Inferring Conditional Dependencies in Observational Studies: Nuisance Function Tuning and Transfer Learning

Abstract

Conditional dependence estimation problems are ubiquitous in the statistical inference literature. Two questions that arise in such estimation problems are (i) how to estimate nuisance functions for optimal downstream inference on the target parameter and (ii) how to integrate data from heterogeneous populations to improve inference in a given target population. This work takes steps in addressing these two questions in Parts 1 and 2 respectively.

In Part 1, we consider the problem of how to estimate nuisance functions to obtain optimal rates of convergence for a doubly robust nonparametric functional that has witnessed applications across the causal inference and conditional independence testing literature.
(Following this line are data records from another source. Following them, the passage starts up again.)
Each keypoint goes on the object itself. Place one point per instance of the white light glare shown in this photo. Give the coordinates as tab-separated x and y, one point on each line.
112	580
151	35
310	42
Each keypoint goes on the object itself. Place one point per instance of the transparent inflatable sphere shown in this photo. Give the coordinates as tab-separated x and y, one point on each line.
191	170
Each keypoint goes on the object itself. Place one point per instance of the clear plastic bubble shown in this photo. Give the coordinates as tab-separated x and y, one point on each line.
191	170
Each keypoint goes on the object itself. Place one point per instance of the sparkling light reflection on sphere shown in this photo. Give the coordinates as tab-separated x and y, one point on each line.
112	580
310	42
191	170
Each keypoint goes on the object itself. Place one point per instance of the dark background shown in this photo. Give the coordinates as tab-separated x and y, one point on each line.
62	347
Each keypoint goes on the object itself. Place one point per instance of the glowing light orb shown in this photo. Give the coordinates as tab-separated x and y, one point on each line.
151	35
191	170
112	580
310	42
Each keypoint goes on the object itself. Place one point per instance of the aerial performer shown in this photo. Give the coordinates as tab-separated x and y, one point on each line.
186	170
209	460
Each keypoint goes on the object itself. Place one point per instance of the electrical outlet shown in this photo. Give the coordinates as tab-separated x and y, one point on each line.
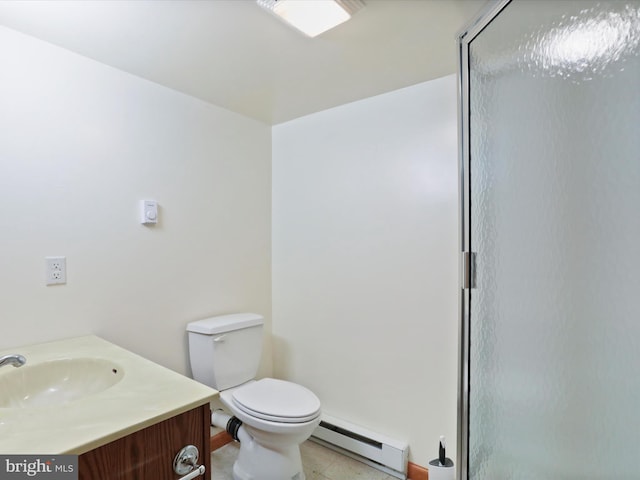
56	270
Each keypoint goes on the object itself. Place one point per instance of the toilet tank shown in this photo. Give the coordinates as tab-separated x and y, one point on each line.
225	351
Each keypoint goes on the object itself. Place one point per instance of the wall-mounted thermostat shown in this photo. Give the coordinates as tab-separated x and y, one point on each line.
149	213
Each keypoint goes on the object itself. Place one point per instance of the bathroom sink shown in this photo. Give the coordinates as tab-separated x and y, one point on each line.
56	382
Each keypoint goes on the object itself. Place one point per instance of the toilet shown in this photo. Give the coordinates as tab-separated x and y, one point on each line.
270	417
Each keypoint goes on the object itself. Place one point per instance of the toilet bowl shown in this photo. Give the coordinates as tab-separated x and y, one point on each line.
270	417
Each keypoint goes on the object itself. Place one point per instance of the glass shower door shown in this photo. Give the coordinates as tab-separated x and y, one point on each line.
551	93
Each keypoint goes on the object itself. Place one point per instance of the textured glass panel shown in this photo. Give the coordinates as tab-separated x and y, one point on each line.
555	199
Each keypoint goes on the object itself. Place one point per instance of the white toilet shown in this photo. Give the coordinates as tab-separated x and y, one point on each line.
271	418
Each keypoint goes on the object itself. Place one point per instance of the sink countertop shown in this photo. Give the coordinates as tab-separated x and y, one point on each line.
147	394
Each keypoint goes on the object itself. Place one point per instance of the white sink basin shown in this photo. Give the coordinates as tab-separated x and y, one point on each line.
56	382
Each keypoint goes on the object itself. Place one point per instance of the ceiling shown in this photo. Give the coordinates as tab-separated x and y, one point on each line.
235	55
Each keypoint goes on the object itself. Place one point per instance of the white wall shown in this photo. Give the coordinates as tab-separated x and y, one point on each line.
80	145
365	262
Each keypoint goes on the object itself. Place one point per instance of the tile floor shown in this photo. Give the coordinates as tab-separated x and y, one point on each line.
320	463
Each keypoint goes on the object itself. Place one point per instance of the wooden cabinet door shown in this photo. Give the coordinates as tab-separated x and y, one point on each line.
148	454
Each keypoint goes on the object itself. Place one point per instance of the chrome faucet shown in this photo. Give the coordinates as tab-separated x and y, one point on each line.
15	360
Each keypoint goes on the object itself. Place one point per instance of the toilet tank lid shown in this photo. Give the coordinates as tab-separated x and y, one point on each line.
225	323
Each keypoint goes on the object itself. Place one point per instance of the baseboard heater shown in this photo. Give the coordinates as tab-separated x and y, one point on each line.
376	450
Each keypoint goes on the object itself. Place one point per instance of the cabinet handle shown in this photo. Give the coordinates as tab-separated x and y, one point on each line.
195	473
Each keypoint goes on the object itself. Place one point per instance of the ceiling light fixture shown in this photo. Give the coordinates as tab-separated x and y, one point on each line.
312	17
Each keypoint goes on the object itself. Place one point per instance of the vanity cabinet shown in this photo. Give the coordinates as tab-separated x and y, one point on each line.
148	453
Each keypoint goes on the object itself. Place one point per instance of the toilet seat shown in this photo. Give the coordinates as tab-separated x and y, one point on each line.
277	401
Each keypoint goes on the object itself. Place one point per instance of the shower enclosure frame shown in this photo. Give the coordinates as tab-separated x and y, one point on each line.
467	261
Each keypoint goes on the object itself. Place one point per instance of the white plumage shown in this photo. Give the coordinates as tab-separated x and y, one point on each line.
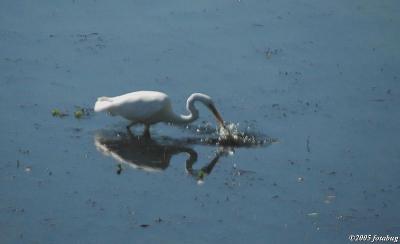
150	107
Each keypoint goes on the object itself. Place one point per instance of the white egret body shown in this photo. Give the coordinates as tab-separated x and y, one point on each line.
150	107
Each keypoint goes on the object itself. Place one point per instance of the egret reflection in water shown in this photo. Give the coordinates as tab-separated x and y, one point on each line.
152	155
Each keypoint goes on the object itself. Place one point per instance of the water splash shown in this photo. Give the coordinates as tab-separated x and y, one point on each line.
232	135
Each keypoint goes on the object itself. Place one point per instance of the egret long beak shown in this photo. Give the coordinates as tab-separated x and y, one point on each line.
217	115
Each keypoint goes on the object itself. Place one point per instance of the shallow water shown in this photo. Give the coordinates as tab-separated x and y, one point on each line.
310	90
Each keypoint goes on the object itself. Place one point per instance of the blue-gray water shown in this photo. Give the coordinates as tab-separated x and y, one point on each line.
320	77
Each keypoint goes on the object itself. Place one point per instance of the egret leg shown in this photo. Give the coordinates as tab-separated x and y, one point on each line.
146	132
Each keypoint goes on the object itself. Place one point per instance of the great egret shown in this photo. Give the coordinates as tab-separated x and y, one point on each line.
151	107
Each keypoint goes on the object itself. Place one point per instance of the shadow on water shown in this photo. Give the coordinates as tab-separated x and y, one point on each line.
153	154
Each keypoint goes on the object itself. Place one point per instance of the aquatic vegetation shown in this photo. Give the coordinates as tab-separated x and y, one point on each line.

We illustrate the interplay between different types of estimators, tuning parameter choices for the nuisance functions, and sample splitting strategies on the optimal rate of estimating the functional of interest. We split Part 1 into Chapters 1 and 2. In Chapter 1, we analyze four estimators -- three plug-in estimators and the first-order estimator -- each under two different sample splitting strategies, all under the assumption that the covariate density is known. We show the necessity to undersmooth the nuisance function estimators under low regularity conditions to obtain optimal rates of convergence for the functional of interest. By performing suitable nuisance function tuning and sample splitting strategies, we show that some of these estimators can achieve minimax rates of convergence in all Hölder smoothness classes of the nuisance functions. In Chapter 2, we extend the results in Chapter 1 for the case where the covariate density is unknown. This case presents several subtleties in terms of information-theoretic limits of the problem, the nature of undersmoothing and sample splitting, and the choice of estimators of nuisance functions. We consider a sample splitting strategy where all the nuisance functions are estimated in separate subsamples. For each of the four types of estimators considered in Chapter 1 modified for the unknown density case, we illustrate the necessity to undersmooth the nuisance function estimators in the non-root-n regime to obtain optimal rates of convergence for the functional of interest.

In Part 2 (Chapter 3), we consider the problem of leveraging data from a source population to improve estimation of a low rank matrix in an underrepresented target population. One such example is estimating the associations between genetic variants and diseases in non-European ancestry groups. We propose an approach that leverages similarity in the latent row and column spaces between the source and target populations to improve estimation in the target population, which we refer to as LatEnt spAce-based tRaNsfer lEaRning (LEARNER). We conducted a simulation study which found that LEARNER often outperforms benchmark approaches that only use the target population data, especially as the sample size from the source population increases. We also performed an illustrative application and empirical comparison of LEARNER and benchmark approaches in a re-analysis of a genome-wide association study in the BioBank Japan cohort.